That Perspectives on History, the house organ of the American Historical Association, recently ran a lengthy feature on “transgender studies and transgender history as legible fields of academic study” says a great deal about how transness has become a significant object of both disciplinary and interdisciplinary inquiry at this historical moment (Agarwal 2018). In their introduction to this special issue of TSQ on “trans*historicities,” guest editors Leah DeVun and Zeb Tortorici note the plethora of recent conferences, symposia, and journal issues on the contemporary interconnectedness of the topics of transness, time, and temporality, and ask, “What is it about the gesture of comparison to the past—be it ancestral, asynchronous, or properly contextualized—that provokes such urgency now?”
Perhaps urgency itself holds an answer to their question about the timeliness of trans*.
In his celebrated theses on the philosophy of history, Walter Benjamin asserts that “to articulate the past historically does not mean to recognize it ‘the way it really was.’” In the present, rather, the past appears only as a fleeting image that can be grasped, or not, in the instant it appears in our vision, illuminated by the light of whatever calamities characterize the current moment. To write history, Benjamin said, means “to seize hold of a memory as it flashes up at a moment of danger.” The danger he observed, writing in 1940 as the Nazis rolled over Europe, was all too clearly visible. He continued, “The tradition of the oppressed teaches us that the ‘state of emergency’ in which we live is not the exception but the rule. We must attain to a conception of history that is in keeping with this insight. Then we shall clearly realize that it is our task to bring about a real state of emergency, and this will improve our position in the struggle against Fascism” (1940).
Whether our own present “state of emergency” is best characterized as a “struggle against Fascism” or against some virulent new form of populist authoritarian reaction is up for discussion, but that we are in a “moment of danger,” in which trans* lives are simultaneously more visible and more precarious, can scarcely be argued. Since 2016, when the United Kingdom awoke to news of Brexit's passage and the United States joined a growing list of countries where the government has lurched away from liberal democratic forms of governance, and as right-wing movements continue to make inroads across Europe, trans* lives are increasingly targeted as unwelcome presences in bodies politic animated by nativist, racist, and xenophobic fantasies.
Emma Heaney, in The New Woman (2017), her recent study of the “transfeminine allegory” that she finds to be a central if unmarked feature of transatlantic literary modernism, suggests that the figure of the feminine-identifying individual assigned male at birth, who occupies a lacuna between cis-feminist aspirations to overturn the debilitations of conventional femininity in order to enter the masculinist public sphere and cis-male homosexual efforts to assert masculinist privilege through the disavowal of effeminacy, has been enlisted to stage the conundrums of modern gender, identity, and public belonging ever since the advent of modernism in the late nineteenth century. Her literary analysis is compatible with biopolitical perspectives that cast the political oppression of trans* people as an expression of the “administrative violence” provoked by the difficulties gender-noncompliant bodies pose for the routine bureaucratic operations of civil society, through troubling the categories of personhood through which modern populations are settled on territories and their lives administered for collective political and economic ends, and by subverting the logics through which those categories are affixed to the flesh (Spade 2015). It is to be expected then, as Eurocentric modernity frays at the seams, perhaps on the verge of disintegration, that genres of beings who have long served as grist for modernist identity machines should be experiencing heightened levels of visibility, attention, scrutiny, and interrogation.

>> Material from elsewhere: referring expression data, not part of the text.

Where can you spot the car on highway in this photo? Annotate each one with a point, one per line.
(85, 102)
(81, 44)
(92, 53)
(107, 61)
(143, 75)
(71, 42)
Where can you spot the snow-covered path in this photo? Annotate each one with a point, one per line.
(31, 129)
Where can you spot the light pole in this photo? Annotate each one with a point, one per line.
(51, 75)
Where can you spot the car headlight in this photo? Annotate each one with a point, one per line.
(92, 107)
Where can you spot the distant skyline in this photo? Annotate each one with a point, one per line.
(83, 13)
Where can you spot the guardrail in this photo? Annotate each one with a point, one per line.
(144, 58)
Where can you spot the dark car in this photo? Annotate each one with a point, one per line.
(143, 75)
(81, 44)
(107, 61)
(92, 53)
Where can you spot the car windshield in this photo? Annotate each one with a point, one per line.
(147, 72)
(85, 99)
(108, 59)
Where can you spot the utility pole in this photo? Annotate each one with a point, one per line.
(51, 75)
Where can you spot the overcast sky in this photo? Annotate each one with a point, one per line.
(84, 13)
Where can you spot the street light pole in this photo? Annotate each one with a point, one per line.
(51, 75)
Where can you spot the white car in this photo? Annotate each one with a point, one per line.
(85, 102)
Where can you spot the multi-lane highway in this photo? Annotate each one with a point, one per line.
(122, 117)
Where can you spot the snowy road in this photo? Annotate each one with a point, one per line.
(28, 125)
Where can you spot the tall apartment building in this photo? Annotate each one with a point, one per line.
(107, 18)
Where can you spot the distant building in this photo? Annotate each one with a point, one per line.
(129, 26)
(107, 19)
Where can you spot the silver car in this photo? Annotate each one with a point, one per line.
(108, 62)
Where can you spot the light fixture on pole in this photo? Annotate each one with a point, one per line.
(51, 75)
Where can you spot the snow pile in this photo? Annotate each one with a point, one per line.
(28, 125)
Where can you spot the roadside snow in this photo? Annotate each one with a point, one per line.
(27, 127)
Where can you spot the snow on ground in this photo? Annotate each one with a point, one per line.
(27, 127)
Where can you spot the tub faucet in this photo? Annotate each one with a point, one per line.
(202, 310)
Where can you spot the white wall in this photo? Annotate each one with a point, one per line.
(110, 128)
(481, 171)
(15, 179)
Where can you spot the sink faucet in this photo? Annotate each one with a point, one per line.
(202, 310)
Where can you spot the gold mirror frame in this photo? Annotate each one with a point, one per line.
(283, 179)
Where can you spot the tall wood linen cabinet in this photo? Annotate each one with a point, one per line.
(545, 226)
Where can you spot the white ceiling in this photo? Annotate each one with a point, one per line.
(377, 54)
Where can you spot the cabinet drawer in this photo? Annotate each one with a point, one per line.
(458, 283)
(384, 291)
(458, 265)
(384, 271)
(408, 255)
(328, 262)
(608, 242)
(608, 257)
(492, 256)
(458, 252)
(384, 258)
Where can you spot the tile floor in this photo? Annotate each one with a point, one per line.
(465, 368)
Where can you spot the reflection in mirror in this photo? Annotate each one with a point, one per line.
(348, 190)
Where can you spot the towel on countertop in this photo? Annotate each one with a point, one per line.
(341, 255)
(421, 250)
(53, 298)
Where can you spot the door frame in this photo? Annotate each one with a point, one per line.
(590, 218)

Trans* life at this moment in history, amid ecological and sociopolitical catastrophe, is rife with transformative potential. It demonstrates the fraught viability of enlivening movements across the hierarchized categories of being. It bears witness that deep change is truly possible—that the flesh can, at times, come to signify anew; that life canalized into familiar traces can overflow its banks and water other ways of being. Similarly, the radical alterity of the past itself offers testimony that deep change actually happens. Demonstrable difference over time is a promise that change will continue, that the present ordering of existence is not natural, inevitable, or eternal. But how, to follow Benjamin's injunction, can we attain “a conception of history,” through the study of trans* oppression, that will allow us to grasp and enact the transformative potentials needed to make life otherwise than it is, for all of us who need another world?
The articles in this issue of TSQ provide no simple answers to that vital question. But in tackling the question of trans*historicity, they reframe the present in ways that let us see the past anew, and to perceive there, perhaps, in an electrifying flash, new pathways for life to follow.